What is your book’s intended audience and to whom do you recommend it?
Unbounded is geared towards a young adult audience, which generally means the main target audience are adolescents 12 to 18 years of age. That said, like most YA novels, Unbounded can be enjoyed by adults just as much as the main YA demographic. Anyone who likes a fast-paced, action packed sci-fi adventure would like the book, but I’d especially recommend Unbounded to anyone who enjoyed popular YA series like The Hunger Games, Divergent, or The Maze Runner.
What is next for the Homeland Saga?
I have a rough outline for the rest of the Homeland Saga that explores the aftermath of the book and the difficulties and revelations that arise from the changes the world goes through after the events in Unbounded. I’m currently working on another novel, but I’m planning on going back to working on the Homeland Saga once that’s finished.
Do you think that science fiction has an impact on our society?
Absolutely. Science fiction has the power to show people what our world and universe might look like in the future, often through the eyes of relatable characters. That insight gives readers a vivid perspective of what our choices as a society can do to impact the future, for better or for worse. By doing so in a fun, engaging story, it can have a positive influence on our decisions in shaping the Earth, and maybe even the universe, of tomorrow.
What do you think the future has in store for us?
I think it depends a lot on the direction we end up going as both a society, and in terms of technology and the climate. The vast majority of scientists agree that if we continue on our current path of carbon emissions, there won’t be much left of an Earth to live on. The decisions we make over the next several years will have a definite impact on the future of humanity.
There is a large amount of division in the world right now, especially between people from different backgrounds. If we can come together and actually resolve some of our differences, the world will be a much better place, but that’s a very difficult task as history has shown time and again.

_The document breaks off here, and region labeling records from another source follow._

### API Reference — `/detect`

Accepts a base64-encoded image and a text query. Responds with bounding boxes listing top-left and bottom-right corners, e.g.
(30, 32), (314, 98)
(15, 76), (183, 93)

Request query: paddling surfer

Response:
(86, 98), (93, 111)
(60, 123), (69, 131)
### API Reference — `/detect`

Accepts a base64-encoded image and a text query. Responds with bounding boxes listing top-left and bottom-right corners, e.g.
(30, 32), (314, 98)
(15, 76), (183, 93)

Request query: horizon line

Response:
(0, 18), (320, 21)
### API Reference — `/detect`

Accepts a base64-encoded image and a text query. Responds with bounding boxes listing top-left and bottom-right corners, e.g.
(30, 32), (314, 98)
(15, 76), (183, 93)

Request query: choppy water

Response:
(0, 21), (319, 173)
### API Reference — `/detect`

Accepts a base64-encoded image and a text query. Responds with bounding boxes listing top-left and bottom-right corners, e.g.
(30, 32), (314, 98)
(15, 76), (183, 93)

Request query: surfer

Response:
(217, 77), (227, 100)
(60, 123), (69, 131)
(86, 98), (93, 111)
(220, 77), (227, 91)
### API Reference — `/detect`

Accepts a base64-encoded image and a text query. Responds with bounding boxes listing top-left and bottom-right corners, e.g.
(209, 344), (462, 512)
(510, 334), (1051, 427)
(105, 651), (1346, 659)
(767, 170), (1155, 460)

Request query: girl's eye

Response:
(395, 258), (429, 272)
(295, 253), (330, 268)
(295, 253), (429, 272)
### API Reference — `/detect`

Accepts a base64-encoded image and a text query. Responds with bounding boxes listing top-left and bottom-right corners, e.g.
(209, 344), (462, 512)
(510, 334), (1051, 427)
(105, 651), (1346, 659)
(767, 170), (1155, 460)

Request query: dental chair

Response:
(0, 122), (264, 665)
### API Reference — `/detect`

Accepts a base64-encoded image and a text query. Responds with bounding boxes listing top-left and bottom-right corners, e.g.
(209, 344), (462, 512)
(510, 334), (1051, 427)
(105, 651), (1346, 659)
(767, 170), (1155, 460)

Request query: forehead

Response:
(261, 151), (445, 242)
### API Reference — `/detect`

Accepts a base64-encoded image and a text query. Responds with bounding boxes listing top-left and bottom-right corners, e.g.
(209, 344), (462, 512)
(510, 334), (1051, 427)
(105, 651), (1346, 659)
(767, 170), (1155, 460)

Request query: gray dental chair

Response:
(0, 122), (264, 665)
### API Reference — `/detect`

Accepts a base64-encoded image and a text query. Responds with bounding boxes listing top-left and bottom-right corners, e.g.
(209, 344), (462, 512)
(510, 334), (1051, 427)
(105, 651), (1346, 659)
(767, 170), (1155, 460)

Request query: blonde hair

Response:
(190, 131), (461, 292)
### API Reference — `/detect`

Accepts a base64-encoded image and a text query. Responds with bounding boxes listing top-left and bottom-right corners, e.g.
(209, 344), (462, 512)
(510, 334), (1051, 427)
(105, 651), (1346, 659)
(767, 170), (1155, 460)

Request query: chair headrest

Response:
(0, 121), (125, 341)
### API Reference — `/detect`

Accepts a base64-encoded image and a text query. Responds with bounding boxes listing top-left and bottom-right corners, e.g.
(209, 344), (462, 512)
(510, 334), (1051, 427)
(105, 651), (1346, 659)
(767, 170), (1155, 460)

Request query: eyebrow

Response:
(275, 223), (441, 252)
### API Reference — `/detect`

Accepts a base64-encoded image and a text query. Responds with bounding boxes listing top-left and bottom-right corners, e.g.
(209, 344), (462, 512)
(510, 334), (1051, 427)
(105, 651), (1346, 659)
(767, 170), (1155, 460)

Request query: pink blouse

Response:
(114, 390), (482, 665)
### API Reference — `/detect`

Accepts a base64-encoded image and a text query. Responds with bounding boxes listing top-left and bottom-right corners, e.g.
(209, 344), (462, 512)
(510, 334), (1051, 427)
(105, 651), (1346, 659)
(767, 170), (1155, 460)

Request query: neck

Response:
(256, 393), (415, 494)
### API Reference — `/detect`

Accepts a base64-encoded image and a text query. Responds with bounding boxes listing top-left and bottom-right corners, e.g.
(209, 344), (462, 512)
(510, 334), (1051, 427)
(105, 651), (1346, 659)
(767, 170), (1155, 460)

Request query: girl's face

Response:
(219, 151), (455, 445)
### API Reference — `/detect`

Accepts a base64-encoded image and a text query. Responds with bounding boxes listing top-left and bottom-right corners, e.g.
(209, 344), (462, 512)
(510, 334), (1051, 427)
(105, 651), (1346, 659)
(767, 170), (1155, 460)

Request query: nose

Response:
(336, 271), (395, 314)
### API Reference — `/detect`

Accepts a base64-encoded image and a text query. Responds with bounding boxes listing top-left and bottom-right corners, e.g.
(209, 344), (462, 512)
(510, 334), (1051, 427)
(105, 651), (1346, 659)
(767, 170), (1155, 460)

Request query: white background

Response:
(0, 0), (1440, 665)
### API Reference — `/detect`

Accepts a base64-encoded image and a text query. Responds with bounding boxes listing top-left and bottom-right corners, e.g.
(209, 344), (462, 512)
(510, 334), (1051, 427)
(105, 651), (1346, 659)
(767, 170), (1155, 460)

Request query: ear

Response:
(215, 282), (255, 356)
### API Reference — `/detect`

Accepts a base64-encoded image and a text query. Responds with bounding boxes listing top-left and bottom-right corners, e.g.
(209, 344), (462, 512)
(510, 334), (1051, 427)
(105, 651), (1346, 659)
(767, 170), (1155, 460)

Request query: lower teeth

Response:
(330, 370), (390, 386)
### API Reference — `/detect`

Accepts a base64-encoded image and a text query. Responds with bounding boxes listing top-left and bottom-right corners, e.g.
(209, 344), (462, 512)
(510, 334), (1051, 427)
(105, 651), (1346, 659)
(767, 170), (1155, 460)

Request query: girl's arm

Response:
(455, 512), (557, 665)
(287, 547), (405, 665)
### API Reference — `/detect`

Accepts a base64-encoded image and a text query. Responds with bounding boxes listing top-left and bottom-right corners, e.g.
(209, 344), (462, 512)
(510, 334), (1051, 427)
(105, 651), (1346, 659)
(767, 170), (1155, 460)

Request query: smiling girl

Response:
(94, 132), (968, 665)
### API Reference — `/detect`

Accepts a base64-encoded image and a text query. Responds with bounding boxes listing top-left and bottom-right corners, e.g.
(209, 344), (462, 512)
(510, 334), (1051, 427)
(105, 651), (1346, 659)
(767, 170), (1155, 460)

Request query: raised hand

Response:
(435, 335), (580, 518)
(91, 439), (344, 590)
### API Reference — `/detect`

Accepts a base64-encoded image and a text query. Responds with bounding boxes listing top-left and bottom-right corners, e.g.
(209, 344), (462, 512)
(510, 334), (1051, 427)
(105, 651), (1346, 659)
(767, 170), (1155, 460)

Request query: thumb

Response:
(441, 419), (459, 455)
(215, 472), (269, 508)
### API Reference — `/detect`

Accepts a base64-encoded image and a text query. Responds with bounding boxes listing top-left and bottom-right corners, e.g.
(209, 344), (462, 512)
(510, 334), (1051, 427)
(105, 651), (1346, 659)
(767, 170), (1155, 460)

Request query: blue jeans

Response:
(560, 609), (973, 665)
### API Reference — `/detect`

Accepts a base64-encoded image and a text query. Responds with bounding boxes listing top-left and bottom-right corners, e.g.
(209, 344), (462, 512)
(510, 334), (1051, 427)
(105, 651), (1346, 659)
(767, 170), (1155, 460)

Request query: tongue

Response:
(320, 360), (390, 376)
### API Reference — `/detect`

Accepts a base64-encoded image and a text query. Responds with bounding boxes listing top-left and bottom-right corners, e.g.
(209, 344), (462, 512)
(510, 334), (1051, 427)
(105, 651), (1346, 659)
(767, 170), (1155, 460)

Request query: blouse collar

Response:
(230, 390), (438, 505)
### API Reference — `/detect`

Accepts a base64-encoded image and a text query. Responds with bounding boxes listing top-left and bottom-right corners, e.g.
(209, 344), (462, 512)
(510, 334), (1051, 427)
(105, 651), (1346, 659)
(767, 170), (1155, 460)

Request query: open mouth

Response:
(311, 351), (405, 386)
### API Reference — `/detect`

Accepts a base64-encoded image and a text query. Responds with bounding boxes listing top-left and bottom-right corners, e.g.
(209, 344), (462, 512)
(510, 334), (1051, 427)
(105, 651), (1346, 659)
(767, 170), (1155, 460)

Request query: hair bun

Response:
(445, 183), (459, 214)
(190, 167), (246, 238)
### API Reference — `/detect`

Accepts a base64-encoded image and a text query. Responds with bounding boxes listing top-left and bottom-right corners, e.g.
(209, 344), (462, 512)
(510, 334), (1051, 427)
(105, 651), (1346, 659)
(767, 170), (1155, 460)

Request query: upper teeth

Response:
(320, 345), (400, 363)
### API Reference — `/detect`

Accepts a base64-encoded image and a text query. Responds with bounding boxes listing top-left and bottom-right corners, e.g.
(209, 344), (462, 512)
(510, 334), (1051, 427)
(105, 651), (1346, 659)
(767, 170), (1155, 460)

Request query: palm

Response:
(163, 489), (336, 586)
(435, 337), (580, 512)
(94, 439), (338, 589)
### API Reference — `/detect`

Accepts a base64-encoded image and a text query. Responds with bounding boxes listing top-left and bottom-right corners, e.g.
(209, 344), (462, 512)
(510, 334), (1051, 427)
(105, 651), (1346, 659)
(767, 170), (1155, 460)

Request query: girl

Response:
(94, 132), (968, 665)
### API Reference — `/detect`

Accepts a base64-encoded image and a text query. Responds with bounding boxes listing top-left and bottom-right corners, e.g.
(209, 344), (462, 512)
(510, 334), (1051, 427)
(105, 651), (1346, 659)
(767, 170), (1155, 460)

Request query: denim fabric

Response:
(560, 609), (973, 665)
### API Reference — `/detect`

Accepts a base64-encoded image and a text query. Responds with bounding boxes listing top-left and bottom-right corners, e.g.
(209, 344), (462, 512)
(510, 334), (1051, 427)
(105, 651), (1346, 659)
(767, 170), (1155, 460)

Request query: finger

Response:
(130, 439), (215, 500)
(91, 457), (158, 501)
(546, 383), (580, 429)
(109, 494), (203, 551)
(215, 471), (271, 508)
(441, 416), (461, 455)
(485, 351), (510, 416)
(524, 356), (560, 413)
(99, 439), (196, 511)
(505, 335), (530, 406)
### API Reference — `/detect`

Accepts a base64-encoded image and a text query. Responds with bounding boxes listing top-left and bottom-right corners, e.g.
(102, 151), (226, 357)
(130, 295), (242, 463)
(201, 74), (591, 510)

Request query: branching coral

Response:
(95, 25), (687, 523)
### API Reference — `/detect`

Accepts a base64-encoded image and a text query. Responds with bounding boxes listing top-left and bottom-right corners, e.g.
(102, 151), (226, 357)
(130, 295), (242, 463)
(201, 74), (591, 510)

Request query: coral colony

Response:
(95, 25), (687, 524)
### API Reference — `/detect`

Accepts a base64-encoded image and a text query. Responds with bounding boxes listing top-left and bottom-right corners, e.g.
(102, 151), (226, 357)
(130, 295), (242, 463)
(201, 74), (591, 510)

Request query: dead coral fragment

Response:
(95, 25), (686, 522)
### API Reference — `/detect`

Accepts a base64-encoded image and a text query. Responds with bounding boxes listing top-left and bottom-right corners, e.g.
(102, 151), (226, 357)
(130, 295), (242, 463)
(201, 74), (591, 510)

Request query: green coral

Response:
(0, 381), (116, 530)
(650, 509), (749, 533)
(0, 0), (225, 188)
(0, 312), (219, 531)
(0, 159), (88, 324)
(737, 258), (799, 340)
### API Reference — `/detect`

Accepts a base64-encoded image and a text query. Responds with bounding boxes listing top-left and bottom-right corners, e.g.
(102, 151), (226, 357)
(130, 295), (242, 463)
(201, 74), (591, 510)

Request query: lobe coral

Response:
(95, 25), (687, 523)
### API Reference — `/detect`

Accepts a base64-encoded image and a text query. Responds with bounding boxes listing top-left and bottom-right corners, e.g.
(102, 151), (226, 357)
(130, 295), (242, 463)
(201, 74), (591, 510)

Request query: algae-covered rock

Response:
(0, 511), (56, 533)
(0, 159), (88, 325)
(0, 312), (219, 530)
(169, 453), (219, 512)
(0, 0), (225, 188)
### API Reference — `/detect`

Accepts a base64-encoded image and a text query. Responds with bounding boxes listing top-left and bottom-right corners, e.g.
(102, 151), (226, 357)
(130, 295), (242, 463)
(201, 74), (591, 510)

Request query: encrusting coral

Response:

There’s a lot of science fiction written about both societal dystopias and about the devastating effects of climate change. It’s each generation’s job to work to make sure that that science fiction doesn’t become science reality. If we can overcome these challenges, then we can move forwards to a future where humanity can truly and fully reach for the stars.
What advice would you give to an aspiring author?
Keep writing, every day if you can. Read just as much, you can learn a lot from how other authors write. Look for inspiration wherever you can find it, and write things down when ideas hit you. Don’t be afraid to throw out or change work that can be improved, there’s always more editing that can be done. But once you feel a story is done, don’t keep editing it over and over—get your work out there!
If you had the powers that you described in your book what would be the first thing you would do with them?
I don’t drive much, so I’d likely use them to visit the people I care about the most without having to deal with the hassle of public transportation. Imagine how easy travel would be if you could just fly to your destination, no strings attached!